Abstract
The software measurement becomes more complex as well as software systems. Indeed, the supervision of such systems needs to manage a lot of data. The measurement plans are heavy and time and resource consuming due to the amount of software properties to analyze. Moreover, the design of measurement processes depends on the software project, the used language, the used computer etc. Thereby, to evaluate a software, it is needed to know the context of the measured object, as well as, to analyze a software evaluation is needed to know the context. That is what makes difficult to automate a software measurement analysis. Formal models and standards have been standardized to facilitate some of these aspects. However, the maintainability of the measurements activities is still constituted of complex activities.

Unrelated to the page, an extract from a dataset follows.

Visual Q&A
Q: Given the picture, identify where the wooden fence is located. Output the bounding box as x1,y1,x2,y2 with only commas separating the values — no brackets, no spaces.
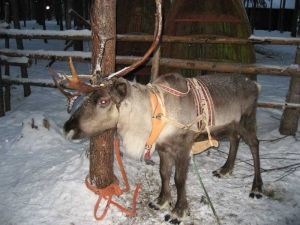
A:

In our previous work, we conducted a research work to fully automate the generation of software measurement plans at runtime in order to have more flexible measurement processes adapted to the software needs. In this paper we aim at improving this latter. The idea is to learn from an historical measurements for generating an analysis model corresponding to the context. For that we propose to use a learning technique, which will learn from a measurements dataset of the evaluated software, as the expert does, and generate the corresponding analysis model.
The purpose is to use an unsupervised learning algorithm to generate automatically an analysis model in order to efficiently manage the efforts, time and resources of the experts.
This approach is well implemented, integrated on an industrial platform and experiments are processed to show the scalability and effectiveness of our approach. Discussions about the results have been provided.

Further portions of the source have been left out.